IF you are a drag racing fan and haven’t been living under a rock the past few years, then you most likely have heard of “NO-PREP” racing…An acronym for “No Preparation”…Where the track has been cleaned, but no liquid traction aids, that make the track surface sticky, have been applied. It is supposed to replicate, racing on the street, but a safer environment for spectators and racers alike.
A definite departure from the usual IHRA and NHRA rules and politics. But no less exciting…In fact, it’s because of those “departures” that NO PREP has gained so much momentum, among the likes of drag racing fans. Only the NHRA Pro Mod class, has a similar diversity of engine combinations, that appear in NO PREP. Like any combination, there are “advantages and disadvantages,” and with those “pros and cons” comes not only data to decipher, but also a gut hunch as to what may, or may not work on any given day.
Let’s look at those engine combinations a little closer and go over some of the inherent issues. In the most basic sense, the internal combustion engine is nothing more than an air pump…The more air in, the more air out. Add some fuel and spark to this air exchange, and power is created. Each engine combo uses this basic theory, but with different approaches.

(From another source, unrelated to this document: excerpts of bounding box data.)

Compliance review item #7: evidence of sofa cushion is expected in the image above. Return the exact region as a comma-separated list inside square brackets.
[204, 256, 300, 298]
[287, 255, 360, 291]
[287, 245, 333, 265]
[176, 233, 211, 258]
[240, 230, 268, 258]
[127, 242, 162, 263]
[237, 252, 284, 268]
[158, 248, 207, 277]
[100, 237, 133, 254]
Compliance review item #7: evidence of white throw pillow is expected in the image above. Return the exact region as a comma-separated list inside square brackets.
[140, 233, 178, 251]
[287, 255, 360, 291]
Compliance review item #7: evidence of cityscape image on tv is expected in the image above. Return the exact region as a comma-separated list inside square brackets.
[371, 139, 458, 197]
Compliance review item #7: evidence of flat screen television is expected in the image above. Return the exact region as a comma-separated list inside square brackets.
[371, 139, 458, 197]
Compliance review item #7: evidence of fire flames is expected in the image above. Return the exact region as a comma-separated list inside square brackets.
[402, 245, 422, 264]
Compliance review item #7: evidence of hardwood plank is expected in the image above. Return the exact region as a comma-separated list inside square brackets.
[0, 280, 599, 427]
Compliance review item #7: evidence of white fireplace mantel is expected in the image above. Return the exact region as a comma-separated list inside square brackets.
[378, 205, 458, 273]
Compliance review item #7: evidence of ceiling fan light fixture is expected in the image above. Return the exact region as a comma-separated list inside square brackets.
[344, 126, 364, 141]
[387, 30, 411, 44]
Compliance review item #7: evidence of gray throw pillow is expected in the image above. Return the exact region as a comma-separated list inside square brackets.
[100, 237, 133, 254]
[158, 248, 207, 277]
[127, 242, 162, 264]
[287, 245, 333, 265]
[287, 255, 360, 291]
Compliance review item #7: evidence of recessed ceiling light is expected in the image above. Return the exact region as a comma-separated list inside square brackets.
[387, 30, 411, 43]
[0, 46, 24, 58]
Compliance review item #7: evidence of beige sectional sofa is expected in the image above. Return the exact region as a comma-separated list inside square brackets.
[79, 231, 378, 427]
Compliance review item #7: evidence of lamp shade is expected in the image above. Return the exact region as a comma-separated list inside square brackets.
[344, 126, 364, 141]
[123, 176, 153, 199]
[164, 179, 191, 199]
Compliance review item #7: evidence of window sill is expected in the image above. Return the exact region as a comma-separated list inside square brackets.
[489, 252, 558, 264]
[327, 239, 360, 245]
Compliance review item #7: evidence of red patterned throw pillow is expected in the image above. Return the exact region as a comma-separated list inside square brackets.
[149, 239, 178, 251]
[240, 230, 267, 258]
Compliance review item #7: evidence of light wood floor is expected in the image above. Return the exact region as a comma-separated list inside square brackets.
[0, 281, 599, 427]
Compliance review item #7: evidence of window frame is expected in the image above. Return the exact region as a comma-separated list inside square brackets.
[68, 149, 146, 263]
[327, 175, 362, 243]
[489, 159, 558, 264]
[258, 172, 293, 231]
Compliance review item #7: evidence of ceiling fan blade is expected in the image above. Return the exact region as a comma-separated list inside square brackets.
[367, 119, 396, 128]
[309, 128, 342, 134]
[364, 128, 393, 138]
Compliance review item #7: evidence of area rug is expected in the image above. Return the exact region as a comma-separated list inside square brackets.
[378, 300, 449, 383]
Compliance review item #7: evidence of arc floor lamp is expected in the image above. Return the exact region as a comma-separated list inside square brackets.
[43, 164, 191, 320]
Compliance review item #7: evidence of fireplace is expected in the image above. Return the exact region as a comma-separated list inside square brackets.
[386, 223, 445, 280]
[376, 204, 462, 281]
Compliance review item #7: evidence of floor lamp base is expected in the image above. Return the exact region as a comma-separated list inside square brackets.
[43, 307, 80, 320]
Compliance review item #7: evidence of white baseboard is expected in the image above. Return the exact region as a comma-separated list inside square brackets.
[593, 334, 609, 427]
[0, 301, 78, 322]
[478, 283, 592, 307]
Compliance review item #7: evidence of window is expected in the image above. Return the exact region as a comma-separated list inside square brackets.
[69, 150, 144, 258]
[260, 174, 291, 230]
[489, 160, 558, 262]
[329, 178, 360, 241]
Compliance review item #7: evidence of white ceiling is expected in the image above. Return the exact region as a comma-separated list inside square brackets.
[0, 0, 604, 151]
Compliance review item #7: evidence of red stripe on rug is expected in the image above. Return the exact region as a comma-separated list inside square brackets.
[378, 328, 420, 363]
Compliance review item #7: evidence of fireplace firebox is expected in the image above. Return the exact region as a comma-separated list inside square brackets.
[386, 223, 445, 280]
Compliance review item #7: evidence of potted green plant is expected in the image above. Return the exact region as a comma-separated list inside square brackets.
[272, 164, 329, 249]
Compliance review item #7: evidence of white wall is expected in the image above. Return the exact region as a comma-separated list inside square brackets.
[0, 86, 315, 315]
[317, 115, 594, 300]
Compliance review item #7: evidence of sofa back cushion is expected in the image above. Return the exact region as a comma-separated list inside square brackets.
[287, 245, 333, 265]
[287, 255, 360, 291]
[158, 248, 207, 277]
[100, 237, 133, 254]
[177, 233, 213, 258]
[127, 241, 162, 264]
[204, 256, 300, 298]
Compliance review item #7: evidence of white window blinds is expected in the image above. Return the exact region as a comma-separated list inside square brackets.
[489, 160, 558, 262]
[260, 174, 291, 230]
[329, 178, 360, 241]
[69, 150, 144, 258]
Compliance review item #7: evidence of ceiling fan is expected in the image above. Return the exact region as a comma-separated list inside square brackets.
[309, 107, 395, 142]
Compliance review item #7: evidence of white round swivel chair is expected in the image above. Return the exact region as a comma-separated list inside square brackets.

Let’s start with Turbocharging…A turbocharger uses exhaust gases to spin an impellor, that compresses and forces air into the engine. The more air in, the more fuel that can be added, and ignited to create more horsepower. Of course, the Turbo combo, can have quite an intricate support system, including a maze of tubes, hoses, valves (aka wastegates) and clamps holding everything together. Having a complex system such as this, can also mean more can go wrong, if there is a weak link. Provided that all the “supporting systems” are on track, like the tune that incorporates ignition, fuel pressure and timing. The one factor that can negate all that induced power is heat. Heat is a byproduct of engines, and one that can cause a whole variety of issues. Unfortunately, turbocharged engines seem to make the most amount of heat. In fact, a turbo under “boost” (compressed air pressure) will glow bright orange and be a few thousand degrees (F). This intense heat can cause horsepower loss, and major damage in poorly tuned engines. Turbo cars with heat issues, not only waste horsepower, but affect the performance of the transmission as well. The transmission is of utmost importance… A turbo can suffer “lag”…Or the time it takes to spin fast enough to develop boost. So, accelerating at zero boost, will cost valuable time in a drag race before the engine makes optimal power.
The specialized transmissions will allow the turbo to build boost “under load” at the starting line. with what’s known as a trans-brake, essentially “locking” the transmission between the reverse and drive gears. While the trans-brake is engaged, (usually operated by a button, on the steering wheel or shifter) the car will remain still, even under throttle, that will allow the turbo to build boost. At this point the car is ready to launch, and most do quite violently like a pent-up rodeo bull. Now, this aggressive launch is of utmost importance in a drag race, that is only 660’ and takes place in roughly 4 seconds. Remember the heat issue ?
The heat being generated at the line, under boost can be tremendous, with it dissipating into the transmission. IF the transmission gets hot, it can affect how the gears change and the car’s performance running down the track.
At times you will hear the saying “HE WAS BURNING ME DOWN AT THE LINE”…A delay in starting the race either by accident, or on purpose, while the Turbo car is on boost waiting to go. Intense heat being generated will hinder the performance greatly, and a great disadvantage to that driver.
So, with every positive there is the unavoidable negative. Turbocharging, massive power but with the inherent issues associated with it. But with any gamble, there is risk…Such is the life of the NO-PREP team.